A glosa prolifera como estrutura formal da poesia lírica do séc. XV, designando as estrofes da poesia obrigada a mote, que desenvolviam o tema proposto por este. Inicialmente fazia parte de composições poéticas breves, como o vilancete, que apresentava uma ou mais glosas de sete versos, ou como a cantiga, que apresentava uma glosa de oito ou dez versos. O verso utilizado era o heptassílabo e, menos frequentemente, o pentassílabo.
No entanto, segundo Le Gentil, progressivamente, a glosa deixou de ser exclusivamente composta a partir de um mote de dois ou três versos, podendo retomar uma cantiga, um vilancete inteiro.
O poeta devia repetir e explicar sucessivamente cada verso de uma destas composições, criando um novo poema de tamanho variável. Em cada estrofe da nova composição poética, podiam reaparecer um ou dois desses versos, colocados em qualquer posição, com a condição desse local permanecer fixo até ao seu final. Normalmente, citavam-se dois versos por estrofe, um no meio e outro no fim, podendo existir outras combinações, como por exemplo, um verso no princípio e outro no meio, ou os dois no fim. Quando apenas um verso era retomado, podia surgir em qualquer posição da estrofe, embora fosse mais usual o seu reaparecimento no final. Deste modo, a extensão da glosa dependia do modelo selecionado pelo poeta e do número de versos da composição glosada.

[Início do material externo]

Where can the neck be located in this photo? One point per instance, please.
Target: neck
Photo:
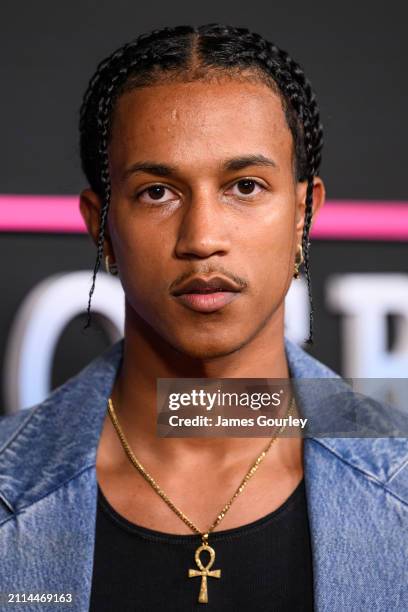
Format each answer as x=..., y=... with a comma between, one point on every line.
x=148, y=356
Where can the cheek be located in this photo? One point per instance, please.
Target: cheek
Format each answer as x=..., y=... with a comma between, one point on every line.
x=268, y=245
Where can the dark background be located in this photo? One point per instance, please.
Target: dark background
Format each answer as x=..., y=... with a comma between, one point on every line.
x=355, y=54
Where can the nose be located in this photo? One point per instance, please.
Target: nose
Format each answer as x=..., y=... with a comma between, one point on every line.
x=203, y=230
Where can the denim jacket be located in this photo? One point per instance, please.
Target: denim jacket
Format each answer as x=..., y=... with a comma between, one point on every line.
x=356, y=488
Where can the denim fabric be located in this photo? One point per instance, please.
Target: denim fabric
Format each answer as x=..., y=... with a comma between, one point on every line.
x=357, y=496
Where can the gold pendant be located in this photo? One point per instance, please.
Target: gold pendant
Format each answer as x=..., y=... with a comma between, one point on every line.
x=204, y=571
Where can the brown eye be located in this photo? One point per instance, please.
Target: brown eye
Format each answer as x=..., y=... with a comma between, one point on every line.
x=246, y=186
x=156, y=192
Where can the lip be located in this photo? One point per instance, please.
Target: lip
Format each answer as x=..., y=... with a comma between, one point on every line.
x=201, y=284
x=207, y=302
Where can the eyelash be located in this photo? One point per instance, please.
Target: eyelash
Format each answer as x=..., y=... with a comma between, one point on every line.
x=244, y=178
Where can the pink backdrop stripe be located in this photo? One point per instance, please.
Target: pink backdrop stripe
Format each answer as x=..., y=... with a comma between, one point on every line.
x=338, y=219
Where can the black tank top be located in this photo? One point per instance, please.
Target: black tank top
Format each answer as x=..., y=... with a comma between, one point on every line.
x=265, y=565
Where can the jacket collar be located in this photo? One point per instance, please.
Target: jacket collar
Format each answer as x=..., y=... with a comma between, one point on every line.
x=69, y=423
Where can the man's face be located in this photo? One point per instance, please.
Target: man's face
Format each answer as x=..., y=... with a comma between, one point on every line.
x=203, y=185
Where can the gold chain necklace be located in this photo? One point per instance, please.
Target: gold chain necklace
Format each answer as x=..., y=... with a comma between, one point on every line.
x=203, y=570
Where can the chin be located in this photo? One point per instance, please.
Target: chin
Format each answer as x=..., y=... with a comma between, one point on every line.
x=209, y=348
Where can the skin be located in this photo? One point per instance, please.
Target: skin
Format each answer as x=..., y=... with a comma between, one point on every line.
x=203, y=223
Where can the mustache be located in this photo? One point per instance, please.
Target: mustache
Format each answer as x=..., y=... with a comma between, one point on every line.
x=209, y=270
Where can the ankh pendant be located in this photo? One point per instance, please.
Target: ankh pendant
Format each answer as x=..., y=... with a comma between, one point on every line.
x=204, y=571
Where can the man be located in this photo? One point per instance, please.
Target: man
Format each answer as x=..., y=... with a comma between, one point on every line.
x=202, y=150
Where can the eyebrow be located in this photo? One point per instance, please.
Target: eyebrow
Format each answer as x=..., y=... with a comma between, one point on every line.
x=164, y=170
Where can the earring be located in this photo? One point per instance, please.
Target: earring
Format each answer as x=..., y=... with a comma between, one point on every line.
x=298, y=261
x=111, y=269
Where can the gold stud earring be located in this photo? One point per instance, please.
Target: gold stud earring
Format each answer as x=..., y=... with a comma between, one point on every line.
x=111, y=268
x=298, y=261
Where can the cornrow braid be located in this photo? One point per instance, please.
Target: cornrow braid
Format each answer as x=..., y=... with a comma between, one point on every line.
x=183, y=52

O hábito de realizar glosas implementou-se em todas as cortes do ocidente latino europeu, constituindo um dos principais passatempos dos serões do paço onde praticamente todos os participantes eram simultaneamente produtores e ouvintes deste tipo de composições sujeitas a um mote. Os temas abordados eram essencialmente de sentido amoroso ou satírico, visando geralmente pessoas conhecidas por todos. A improvisação e o amadorismo dos seus intervenientes tornaram algumas destas composições artificiais e dignas de pouco interesse, sendo frequente a repetição exaustiva de ideias, vocábulos e rimas
A glosa continuou a sofrer transformações durante a Renascença, começando a ser constituída por um mote de quatro versos que lhe servia de introdução e quatro estrofes de dez versos cujo último verso era a repetição de cada um dos versos do mote inicial, mantendo a medida velha.
Mais tarde, especialmente em Espanha, durante o Século de Ouro, a glosa continuou a ser uma forma poética bastante utilizada, através da qual os poetas demonstravam grande perícia intelectual e verbal, combinando conceitos subtis e figuras de retórica .
Tendo sido ignorada pelo Romantismo, esta forma de discorrer sobre um determinado tema acabou por chegar até aos nossos dias, continuando alguns poetas populares a glosar diversos assuntos.